One of my earliest memories is my grandfather Erwin Drabinski sitting out back of his house in Rosemead with me, quizzing me about what I knew about Easter. My parents, especially my father, were not only non-religious, but anti-religious, which played out as total ignorance on my part when it came to things like the meaning of Easter. I loved my grandfather, so I tried. A lot of stuff about bunnies being a part of Jesus’ entourage, eggs everywhere because people were hungry and needed food. Grandpa was kind and generous, so he played along and respected my parents’ non-religious thing (having already snatched me as an infant as my mother recovered from the c-section, dad was in Vietnam, and gotten me baptized … insurance policy, nicely done!).
He took me to my great-grandmother’s place out back, where she lived and used to host me when we came over. I don’t remember details, but I remember Busia’s face as my grandfather gave me details on Jesus’ life and death. Busia was not happy. To put it lightly.
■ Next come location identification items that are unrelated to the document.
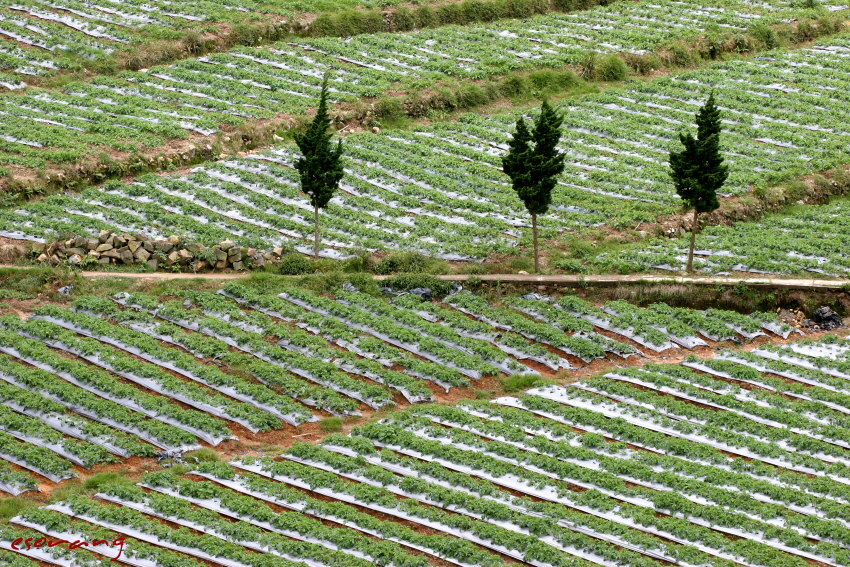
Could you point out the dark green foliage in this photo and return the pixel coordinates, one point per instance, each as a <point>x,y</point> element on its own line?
<point>331,424</point>
<point>612,68</point>
<point>403,19</point>
<point>406,282</point>
<point>320,167</point>
<point>410,262</point>
<point>698,171</point>
<point>294,265</point>
<point>522,382</point>
<point>533,163</point>
<point>425,17</point>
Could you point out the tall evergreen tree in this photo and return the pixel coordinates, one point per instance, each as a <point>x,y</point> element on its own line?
<point>698,171</point>
<point>533,163</point>
<point>320,168</point>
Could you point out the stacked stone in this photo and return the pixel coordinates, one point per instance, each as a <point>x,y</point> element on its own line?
<point>113,248</point>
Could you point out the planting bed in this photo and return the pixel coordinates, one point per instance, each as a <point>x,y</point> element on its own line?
<point>710,462</point>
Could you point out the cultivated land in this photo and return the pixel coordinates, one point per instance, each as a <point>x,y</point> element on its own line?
<point>315,415</point>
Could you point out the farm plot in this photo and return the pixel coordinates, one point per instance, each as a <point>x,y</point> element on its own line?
<point>716,462</point>
<point>439,189</point>
<point>285,79</point>
<point>812,240</point>
<point>40,36</point>
<point>69,33</point>
<point>241,364</point>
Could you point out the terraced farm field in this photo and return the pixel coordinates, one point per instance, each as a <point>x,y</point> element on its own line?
<point>732,457</point>
<point>206,368</point>
<point>440,190</point>
<point>808,240</point>
<point>141,111</point>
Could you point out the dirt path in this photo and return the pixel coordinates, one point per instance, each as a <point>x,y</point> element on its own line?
<point>558,279</point>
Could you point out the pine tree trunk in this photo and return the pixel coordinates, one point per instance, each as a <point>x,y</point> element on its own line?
<point>694,230</point>
<point>316,240</point>
<point>534,236</point>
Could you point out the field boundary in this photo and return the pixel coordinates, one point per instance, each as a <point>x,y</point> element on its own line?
<point>551,279</point>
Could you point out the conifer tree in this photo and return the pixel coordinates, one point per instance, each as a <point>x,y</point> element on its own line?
<point>698,171</point>
<point>320,168</point>
<point>533,163</point>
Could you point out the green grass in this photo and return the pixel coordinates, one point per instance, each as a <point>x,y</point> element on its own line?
<point>11,507</point>
<point>205,455</point>
<point>331,424</point>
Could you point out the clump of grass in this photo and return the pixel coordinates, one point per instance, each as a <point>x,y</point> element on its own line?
<point>331,424</point>
<point>94,482</point>
<point>11,507</point>
<point>205,455</point>
<point>522,382</point>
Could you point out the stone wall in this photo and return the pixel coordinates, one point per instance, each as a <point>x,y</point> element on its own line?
<point>113,248</point>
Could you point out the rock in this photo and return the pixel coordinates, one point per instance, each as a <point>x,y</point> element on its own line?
<point>423,292</point>
<point>825,318</point>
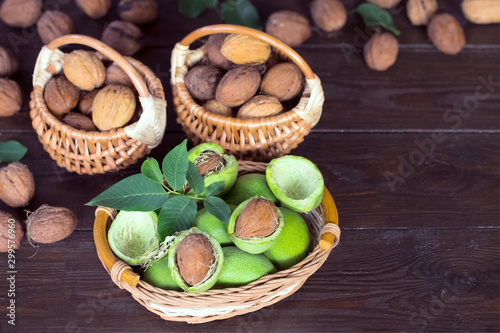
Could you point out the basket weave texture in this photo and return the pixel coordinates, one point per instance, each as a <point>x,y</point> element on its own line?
<point>257,139</point>
<point>97,152</point>
<point>217,304</point>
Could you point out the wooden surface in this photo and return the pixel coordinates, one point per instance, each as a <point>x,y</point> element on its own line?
<point>420,255</point>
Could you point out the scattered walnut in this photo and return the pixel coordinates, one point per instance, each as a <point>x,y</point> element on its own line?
<point>124,37</point>
<point>53,24</point>
<point>60,96</point>
<point>138,11</point>
<point>289,27</point>
<point>10,98</point>
<point>20,13</point>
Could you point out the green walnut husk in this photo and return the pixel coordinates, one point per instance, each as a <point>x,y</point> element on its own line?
<point>133,236</point>
<point>253,245</point>
<point>296,182</point>
<point>215,267</point>
<point>226,174</point>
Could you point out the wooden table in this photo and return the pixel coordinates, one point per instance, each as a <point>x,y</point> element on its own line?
<point>418,253</point>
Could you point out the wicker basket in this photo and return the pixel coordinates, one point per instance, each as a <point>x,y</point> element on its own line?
<point>219,304</point>
<point>258,139</point>
<point>97,152</point>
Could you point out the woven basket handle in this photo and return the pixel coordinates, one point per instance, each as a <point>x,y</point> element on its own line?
<point>151,125</point>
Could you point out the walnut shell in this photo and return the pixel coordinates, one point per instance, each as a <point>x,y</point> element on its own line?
<point>328,15</point>
<point>10,98</point>
<point>289,27</point>
<point>79,121</point>
<point>213,47</point>
<point>284,81</point>
<point>15,237</point>
<point>381,51</point>
<point>50,224</point>
<point>481,11</point>
<point>8,63</point>
<point>420,11</point>
<point>260,106</point>
<point>238,85</point>
<point>241,49</point>
<point>138,11</point>
<point>124,37</point>
<point>94,8</point>
<point>446,34</point>
<point>217,107</point>
<point>84,70</point>
<point>113,107</point>
<point>53,24</point>
<point>17,186</point>
<point>202,81</point>
<point>116,75</point>
<point>385,3</point>
<point>60,96</point>
<point>20,13</point>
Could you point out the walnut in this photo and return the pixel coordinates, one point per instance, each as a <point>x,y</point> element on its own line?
<point>10,98</point>
<point>113,107</point>
<point>124,37</point>
<point>381,51</point>
<point>60,96</point>
<point>202,81</point>
<point>84,70</point>
<point>328,15</point>
<point>53,24</point>
<point>20,13</point>
<point>8,63</point>
<point>17,186</point>
<point>446,34</point>
<point>138,11</point>
<point>284,81</point>
<point>289,27</point>
<point>94,8</point>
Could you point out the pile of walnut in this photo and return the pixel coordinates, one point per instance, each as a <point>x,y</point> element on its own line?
<point>242,77</point>
<point>92,96</point>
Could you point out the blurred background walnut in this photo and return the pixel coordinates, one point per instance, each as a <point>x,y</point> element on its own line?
<point>53,24</point>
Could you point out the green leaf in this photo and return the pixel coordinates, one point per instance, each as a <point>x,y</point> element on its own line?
<point>374,15</point>
<point>240,12</point>
<point>175,166</point>
<point>194,179</point>
<point>151,169</point>
<point>217,207</point>
<point>134,193</point>
<point>11,151</point>
<point>177,214</point>
<point>214,188</point>
<point>193,8</point>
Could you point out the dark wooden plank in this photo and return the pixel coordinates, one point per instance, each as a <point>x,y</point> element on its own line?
<point>397,281</point>
<point>457,184</point>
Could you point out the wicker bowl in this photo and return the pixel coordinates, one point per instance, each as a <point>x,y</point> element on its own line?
<point>257,139</point>
<point>97,152</point>
<point>216,304</point>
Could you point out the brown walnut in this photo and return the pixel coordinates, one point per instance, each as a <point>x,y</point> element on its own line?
<point>238,85</point>
<point>289,27</point>
<point>20,13</point>
<point>446,34</point>
<point>17,186</point>
<point>60,96</point>
<point>10,98</point>
<point>124,37</point>
<point>138,11</point>
<point>328,15</point>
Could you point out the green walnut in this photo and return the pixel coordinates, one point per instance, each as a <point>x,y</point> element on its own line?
<point>255,225</point>
<point>296,182</point>
<point>196,260</point>
<point>214,165</point>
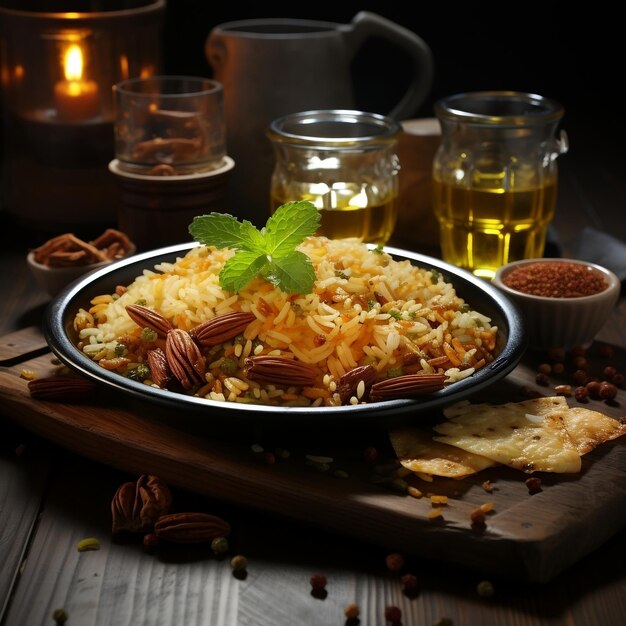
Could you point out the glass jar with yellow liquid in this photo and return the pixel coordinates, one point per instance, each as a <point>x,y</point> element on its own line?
<point>344,162</point>
<point>495,177</point>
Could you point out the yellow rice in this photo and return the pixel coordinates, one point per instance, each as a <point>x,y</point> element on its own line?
<point>365,308</point>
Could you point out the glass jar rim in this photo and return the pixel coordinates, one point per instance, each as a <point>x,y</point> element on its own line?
<point>334,128</point>
<point>499,108</point>
<point>168,86</point>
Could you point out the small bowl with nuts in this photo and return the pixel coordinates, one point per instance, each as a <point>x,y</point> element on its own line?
<point>63,259</point>
<point>564,302</point>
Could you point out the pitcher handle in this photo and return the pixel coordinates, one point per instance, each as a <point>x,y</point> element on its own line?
<point>366,24</point>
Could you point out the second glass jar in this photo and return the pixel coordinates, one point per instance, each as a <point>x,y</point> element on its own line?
<point>344,162</point>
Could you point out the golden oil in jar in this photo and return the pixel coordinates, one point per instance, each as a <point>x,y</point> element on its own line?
<point>347,210</point>
<point>495,177</point>
<point>484,227</point>
<point>344,162</point>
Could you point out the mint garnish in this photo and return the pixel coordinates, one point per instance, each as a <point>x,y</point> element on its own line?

Being a Polish Catholic immigrant who had a grandson so far from Jesus will put a cross look on an old woman’s face. I also remember that being the time she had me eat cookies made from bacon fat, then told my father (who was a committed vegetarian my whole life). I now see that was some revenge. Lol. Love you, Busia, rest in peace!
I went to a Jesuit college. That was the first time I spent anything like substantial time around religious people who were not Mormons. Boise was just not that religious if you weren’t Mormon, especially in the LA hippie diaspora community we were a part of, and my family on both sides stayed super neutral about such things. I was out of the loop on religious stuff. Yet, in college, I did a ton of work in theology and most of it was Catholic theology. I always found the Bible fascinating, still do.
The New Testament is an amazing document. I still love so many things about it, even as someone who is not in any way remotely Christian, never has been, never will be. But I came to that testament to Jesus’ life, death, and resurrection through liberation theology, Gustavo Gutierrez in particular. (This theology was still alive on campus in the late-80s.) That is such a compelling Jesus. It’s a reminder of what’s in the New Testament itself, rather than in the canon and all the Reformations: J.C. refused any and all political authority in the name of the poor, of the nameless, of those for whom there is no witness. Accepted death of the worst sort precisely to make the poor, nameless, and without witness visible to God and to us. He modeled witnessing and making visible for others. Or so he hoped (sad to see what two millennia have done to that model).
You don’t have to believe in God to think hard about that and what it asks us to ask of ourselves.
From that, I took a sense of politics and the political as a college student. And the simultaneity of sin and possibility of forgiveness to say, as it did for Gutierrez and many others, that our failures to witness and act are part of our very being, but that the move to witness and make visible is its own kind of redemption. Not of my self as a self (the Protestants perverted this so much), but of the world we share. We’re redeemed as a world as we make visible and reckon with the pain and loss that our lack of witness to the nameless, of having been consigned to the nameless, has made in the world. It’s a revolutionary idea. It’s a revolutionary command, a command to revolution. Liberation in theology.
I remember working with Prof. Jud Shaver. He was a quiet mentor in many things for me at Seattle U, especially around this stuff. He and I read Jean-Bertrand Aristide’s In the Parish of the Poor when Orbis first published it, at the beginning of my senior year. We talked on the phone about it over my first year of graduate school, too, because I didn’t know anyone interested in Aristide or liberation theology – all my friends were non-religious, and no one seemed particularly interested in exploring the meaning of theology in a secular context (one of the virtues of liberation theology, I would say). Forever grateful to Prof. Shaver for opening up these ways of thinking about religious thought for the non-religious.
Back to the beginning: my grandfather and I talked about this stuff on the phone from time to time. He wanted me to come to the church, in the kindest way. He definitely thought Seattle U would do that (but misunderstood how deeply the Jesuits embed skepticism … they want you to come to faith through doubt, not conviction), and did his part with quiet pleading. But he also told me this: the eucharist is a ritual repetition of that witnessing. And he himself, up until his death, helped bring these rituals to the homebound and those unable to leave nursing homes for religious services. If you believe in the power of symbols as a part of life, not an abridgment of it, then you can see what he means. It was for him the service of witness to the invisible among us – we really do forget about the aged in this country. You just disappear when you age. He didn’t want that and saw his church work as an extension of justice, making visible.
I try to think about this kind of thing on Easter mornings. Silent time to think and write a bit. So I wrote this on a quiet morning today, which is Easter.